What happens to R² as more predictors are added?

R² continues to grow until it approaches 1.0, indicating that 100% of the variability in the outcome is accounted for.

What are standardized regression coefficients also known as?

Beta weights.

What do beta weights indicate?

The strength of the relationship between each predictor and the outcome when controlling for other predictors.

In the context of reading comprehension, what are two predictors mentioned?

Oral reading speed and listening comprehension skills.

What does it mean if adding a second predictor does not significantly change R²?

It may indicate that the second predictor is not worth measuring.

What is incremental validity?

The ability of a measure to add unique information beyond what is provided by other measures.

Why is multiple regression analysis useful for practitioners?

It helps identify which predictors are important and which measures may be superfluous.

What is an example of a situation where multiple regression could be applied?

Predicting children's reading comprehension skills using oral reading speed and listening comprehension.

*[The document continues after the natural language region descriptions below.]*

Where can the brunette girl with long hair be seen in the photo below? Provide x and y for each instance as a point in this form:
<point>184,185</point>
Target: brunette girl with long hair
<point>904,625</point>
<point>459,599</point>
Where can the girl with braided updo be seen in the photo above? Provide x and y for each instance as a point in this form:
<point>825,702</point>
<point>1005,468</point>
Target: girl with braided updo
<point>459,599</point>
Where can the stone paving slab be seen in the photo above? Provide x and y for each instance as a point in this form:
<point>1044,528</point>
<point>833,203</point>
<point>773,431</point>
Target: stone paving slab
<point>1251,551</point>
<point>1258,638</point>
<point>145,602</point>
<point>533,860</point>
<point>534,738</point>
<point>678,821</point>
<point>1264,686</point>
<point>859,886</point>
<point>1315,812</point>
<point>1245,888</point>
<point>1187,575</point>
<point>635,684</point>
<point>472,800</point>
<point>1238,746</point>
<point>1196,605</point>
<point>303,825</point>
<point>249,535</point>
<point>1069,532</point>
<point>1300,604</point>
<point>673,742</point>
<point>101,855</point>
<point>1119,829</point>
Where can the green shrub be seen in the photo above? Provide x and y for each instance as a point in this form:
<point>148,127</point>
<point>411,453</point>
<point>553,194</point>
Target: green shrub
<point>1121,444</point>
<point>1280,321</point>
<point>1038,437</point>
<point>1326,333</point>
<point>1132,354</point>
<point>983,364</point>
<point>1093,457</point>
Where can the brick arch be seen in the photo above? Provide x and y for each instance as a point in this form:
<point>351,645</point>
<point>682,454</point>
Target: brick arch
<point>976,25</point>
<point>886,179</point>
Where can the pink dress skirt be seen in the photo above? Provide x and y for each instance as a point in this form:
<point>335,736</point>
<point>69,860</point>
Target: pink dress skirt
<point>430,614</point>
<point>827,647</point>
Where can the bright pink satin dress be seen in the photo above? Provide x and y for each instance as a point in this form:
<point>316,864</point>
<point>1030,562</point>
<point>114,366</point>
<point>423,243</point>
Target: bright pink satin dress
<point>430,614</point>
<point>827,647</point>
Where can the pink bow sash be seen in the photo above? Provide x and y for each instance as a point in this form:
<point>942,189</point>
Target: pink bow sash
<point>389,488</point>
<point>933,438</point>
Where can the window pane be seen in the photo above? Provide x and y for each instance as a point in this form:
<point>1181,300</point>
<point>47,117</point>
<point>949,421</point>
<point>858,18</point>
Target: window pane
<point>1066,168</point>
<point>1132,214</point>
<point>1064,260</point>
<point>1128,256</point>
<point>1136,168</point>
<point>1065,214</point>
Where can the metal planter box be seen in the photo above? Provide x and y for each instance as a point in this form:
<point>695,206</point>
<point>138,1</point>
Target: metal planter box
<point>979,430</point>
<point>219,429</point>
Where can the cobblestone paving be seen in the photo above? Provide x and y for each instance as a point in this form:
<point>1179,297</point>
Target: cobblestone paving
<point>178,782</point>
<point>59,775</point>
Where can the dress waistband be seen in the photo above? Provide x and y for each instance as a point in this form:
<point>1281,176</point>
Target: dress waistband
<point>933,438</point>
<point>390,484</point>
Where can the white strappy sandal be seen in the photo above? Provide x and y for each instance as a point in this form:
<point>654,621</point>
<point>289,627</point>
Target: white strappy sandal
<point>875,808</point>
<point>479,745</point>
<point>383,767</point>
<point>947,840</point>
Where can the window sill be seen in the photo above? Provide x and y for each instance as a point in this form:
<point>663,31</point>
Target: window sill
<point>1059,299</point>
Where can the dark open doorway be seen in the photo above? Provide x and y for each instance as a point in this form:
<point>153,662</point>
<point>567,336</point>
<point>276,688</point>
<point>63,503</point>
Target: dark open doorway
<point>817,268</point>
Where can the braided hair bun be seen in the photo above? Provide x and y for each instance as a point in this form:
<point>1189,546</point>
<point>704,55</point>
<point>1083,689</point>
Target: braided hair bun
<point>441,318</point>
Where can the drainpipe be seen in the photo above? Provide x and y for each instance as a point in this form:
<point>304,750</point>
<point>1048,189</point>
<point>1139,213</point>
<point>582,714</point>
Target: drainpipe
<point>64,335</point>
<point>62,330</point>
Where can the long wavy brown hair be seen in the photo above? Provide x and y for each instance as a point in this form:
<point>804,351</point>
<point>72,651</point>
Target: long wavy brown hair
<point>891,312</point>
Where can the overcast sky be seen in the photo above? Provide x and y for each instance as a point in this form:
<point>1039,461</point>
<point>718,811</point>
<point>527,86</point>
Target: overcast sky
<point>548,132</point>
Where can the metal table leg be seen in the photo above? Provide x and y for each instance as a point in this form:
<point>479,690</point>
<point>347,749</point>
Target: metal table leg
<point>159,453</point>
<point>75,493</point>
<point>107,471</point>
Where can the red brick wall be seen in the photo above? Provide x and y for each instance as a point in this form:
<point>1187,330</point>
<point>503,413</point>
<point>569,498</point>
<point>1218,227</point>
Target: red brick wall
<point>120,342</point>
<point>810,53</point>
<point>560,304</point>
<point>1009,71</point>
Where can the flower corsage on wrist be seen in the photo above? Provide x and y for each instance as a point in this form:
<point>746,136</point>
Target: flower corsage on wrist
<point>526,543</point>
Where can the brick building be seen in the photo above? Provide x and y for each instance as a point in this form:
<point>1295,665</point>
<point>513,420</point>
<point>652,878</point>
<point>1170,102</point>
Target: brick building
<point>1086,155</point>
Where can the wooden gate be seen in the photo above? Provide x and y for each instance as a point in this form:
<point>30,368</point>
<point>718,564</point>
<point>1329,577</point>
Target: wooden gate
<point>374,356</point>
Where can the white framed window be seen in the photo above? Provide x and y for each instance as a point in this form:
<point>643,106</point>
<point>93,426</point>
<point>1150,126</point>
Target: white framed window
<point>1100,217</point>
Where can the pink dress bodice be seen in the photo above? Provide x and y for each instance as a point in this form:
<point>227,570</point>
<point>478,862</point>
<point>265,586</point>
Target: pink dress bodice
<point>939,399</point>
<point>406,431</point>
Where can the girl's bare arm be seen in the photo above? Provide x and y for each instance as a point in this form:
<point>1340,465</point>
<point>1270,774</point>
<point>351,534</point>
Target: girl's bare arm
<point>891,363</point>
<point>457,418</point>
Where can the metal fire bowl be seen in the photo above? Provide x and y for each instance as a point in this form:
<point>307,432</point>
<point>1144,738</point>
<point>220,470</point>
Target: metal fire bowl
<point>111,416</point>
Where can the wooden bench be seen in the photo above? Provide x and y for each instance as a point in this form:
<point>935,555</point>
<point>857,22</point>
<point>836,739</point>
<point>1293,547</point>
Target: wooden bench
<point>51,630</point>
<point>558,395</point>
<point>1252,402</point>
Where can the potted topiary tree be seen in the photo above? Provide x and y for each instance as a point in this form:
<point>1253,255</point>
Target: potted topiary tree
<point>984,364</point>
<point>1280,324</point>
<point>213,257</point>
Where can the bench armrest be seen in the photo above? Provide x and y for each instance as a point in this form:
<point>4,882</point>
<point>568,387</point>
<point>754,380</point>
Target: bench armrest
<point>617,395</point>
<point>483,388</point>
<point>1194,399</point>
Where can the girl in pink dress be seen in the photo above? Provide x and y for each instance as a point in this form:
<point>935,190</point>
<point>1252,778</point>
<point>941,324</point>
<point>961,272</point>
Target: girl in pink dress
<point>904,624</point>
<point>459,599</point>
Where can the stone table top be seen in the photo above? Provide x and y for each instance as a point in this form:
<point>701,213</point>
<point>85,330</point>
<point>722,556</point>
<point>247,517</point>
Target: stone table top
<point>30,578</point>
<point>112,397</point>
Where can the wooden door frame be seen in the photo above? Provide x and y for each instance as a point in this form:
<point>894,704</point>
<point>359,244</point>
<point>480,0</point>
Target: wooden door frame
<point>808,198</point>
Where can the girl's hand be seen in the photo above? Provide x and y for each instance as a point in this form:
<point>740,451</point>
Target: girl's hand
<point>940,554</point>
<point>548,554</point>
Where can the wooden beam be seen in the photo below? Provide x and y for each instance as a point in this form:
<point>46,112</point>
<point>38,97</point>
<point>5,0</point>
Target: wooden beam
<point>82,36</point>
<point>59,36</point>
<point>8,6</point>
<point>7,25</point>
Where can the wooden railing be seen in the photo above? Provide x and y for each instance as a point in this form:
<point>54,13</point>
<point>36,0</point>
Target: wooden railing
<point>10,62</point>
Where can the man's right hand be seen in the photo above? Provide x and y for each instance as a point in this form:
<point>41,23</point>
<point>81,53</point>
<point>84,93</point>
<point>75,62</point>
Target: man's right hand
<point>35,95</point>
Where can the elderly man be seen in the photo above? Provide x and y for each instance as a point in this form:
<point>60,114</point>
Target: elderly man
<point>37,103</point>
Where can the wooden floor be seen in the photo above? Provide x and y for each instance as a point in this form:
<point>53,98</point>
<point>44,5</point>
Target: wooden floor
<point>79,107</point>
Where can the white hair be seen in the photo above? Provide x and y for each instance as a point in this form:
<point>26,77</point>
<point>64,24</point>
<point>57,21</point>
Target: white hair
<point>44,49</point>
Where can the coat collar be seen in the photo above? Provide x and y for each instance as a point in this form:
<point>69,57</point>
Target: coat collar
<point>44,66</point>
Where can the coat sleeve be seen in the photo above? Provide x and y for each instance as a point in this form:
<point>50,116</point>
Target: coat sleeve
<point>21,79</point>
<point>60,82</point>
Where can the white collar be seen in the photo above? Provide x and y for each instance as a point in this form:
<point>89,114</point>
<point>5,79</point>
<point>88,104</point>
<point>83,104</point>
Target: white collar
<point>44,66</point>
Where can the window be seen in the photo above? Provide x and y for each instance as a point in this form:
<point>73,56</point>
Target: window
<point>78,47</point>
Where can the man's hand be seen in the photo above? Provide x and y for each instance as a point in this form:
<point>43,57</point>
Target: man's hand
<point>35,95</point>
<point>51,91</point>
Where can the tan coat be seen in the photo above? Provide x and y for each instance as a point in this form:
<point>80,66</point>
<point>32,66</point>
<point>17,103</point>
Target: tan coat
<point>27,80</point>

What is the significance of controlling for other predictors in regression analysis?

It allows for a clearer understanding of the unique contribution of each predictor.

What does a high b value for a predictor indicate?

A strong relationship between that predictor and the outcome.

What is a potential limitation of using multiple regression?

In practice, only a few predictors are typically used at the same time.

What is the relationship between predictors and outcomes in multiple regression?

Predictors are used to explain variability in the outcome.

How can multiple regression help in test development?

It can identify which tests or measures are necessary and which can be omitted.

What is the role of listening comprehension in predicting reading comprehension?

It serves as an additional predictor that may enhance the prediction of reading comprehension.

What does it mean if a predictor is considered superfluous?

It does not significantly contribute to predicting the outcome.

What is the main focus of Chapter 5 mentioned in the text?

Further discussion on incremental validity.

What type of analysis is used to determine the importance of predictors?

Multiple regression analysis.

What is the primary focus of psychometric research regarding test scores?

Examining group differences in test scores.

What should a new measure of depression symptoms yield for individuals with a clinical diagnosis?

Higher scores than those in nondiagnosed individuals.

What might researchers analyze to understand the impact of test scores on treatment for minority groups?

Ethnic group differences in test scores.

What type of statistics are commonly used to analyze group differences?

Inferential statistics.

What does a p-value indicate in the context of group differences?

The likelihood of a group difference occurring by chance, assuming no actual difference in the population.

How does sample size affect the significance of p-values for group differences?

Even small group differences can be statistically significant in large samples.

What is Cohen's d?

An effect-size statistic that measures the standardized mean difference between two groups.

How is Cohen's d calculated?

By dividing the difference between group means by the standard deviation of the groups.